Benedetto Rocchi, Presidente dell’OPA, Osservatorio Permanente sull’Aborto, ribadisce un dato di realtà che viene costantemente mistificato dalla propaganda ideologica abortista: la legalizzazione dell’aborto non è vero che fa diminuire il numero di aborti. Anzi, è vero il contrario.
Il mito che la legge 194 farebbe diminuire gli aborti.
Il dibattito sull’aborto volontario in Italia è stato sempre distorto da un uso spregiudicato dei dati da parte di chi ha sostenuto il “diritto di scelta”. Negli anni ’70 si diffondevano numeri palesemente infondati sulle donne morte di aborto clandestino per chiedere la legalizzazione dell’aborto. Questo pessimo giornalismo continua ancora oggi. Un esempio è l’articolo apparso su Domani il 22 maggio scorso, per promuovere le pratiche di aborto “fai-da-te” che peraltro sono una nuova forma di aborto clandestino.
Cifre sparate a caso.
Eleonora Cirant va oltre ogni immaginifica cifra spacciata per vera negli ultimi quaranta anni e afferma che «…nel 1978. … di aborto non legale morivano, secondo le stime di allora, da uno a tre milioni di donne l’anno», quando l’annuario di Statistiche Demografiche dell’Istat quantificava per il 1978 un totale dei morti (maschi più femmine) per qualsiasi causa è pari a 540.671.
Un’altra “illusione statistica” supportata da una lettura affrettata quando non tendenziosa dei dati è quella che vorrebbe che la legge che ha reso l’aborto legale faccia diminuire il numero di aborti.

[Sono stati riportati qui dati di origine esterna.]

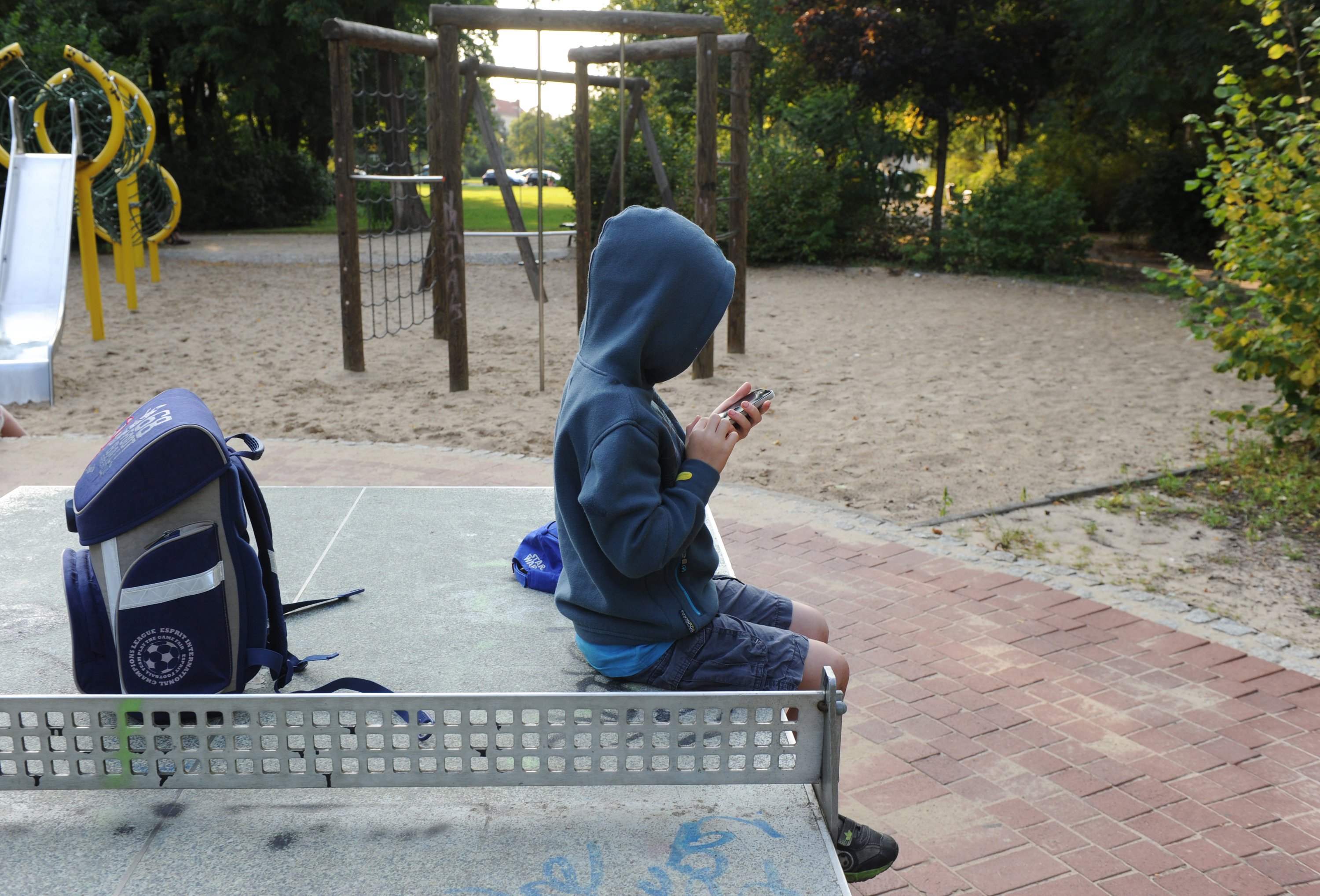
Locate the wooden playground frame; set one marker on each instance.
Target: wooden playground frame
(451, 90)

Questo argomento in difesa della 194 è ovviamente molto diffuso tra i pro choice ma salta fuori anche in contesti inaspettati e sicuramente a favore della vita nascente. Un esempio recente proviene da Firenze dove il giornalista Duccio Moschella, in un libretto dedicato a Maria Cristina Ogier, giovane donna dichiarata venerabile il 20 maggio 2023 da papa Francesco per avere vissuto con fede e carità esemplari la sua breve vita segnata dalla malattia (https://www.mariacristinaogier.com), a pagina 14 scrive: «… è dimostrato che l’entrata in vigore della legge 194/78 abbia ridotto in maniera sensibile, e non fatto aumentare come le si imputava, il numero di aborti e soprattutto difeso la salute delle donne convinte in ogni caso ad andare fino in fondo nella loro decisione tenendole lontane dagli ambulatori clandestini». Le parole pesano dal momento che a Maria Cristina Ogier è intitolato il Centro di Aiuto alla Vita di Firenze, il primo nato in Italia.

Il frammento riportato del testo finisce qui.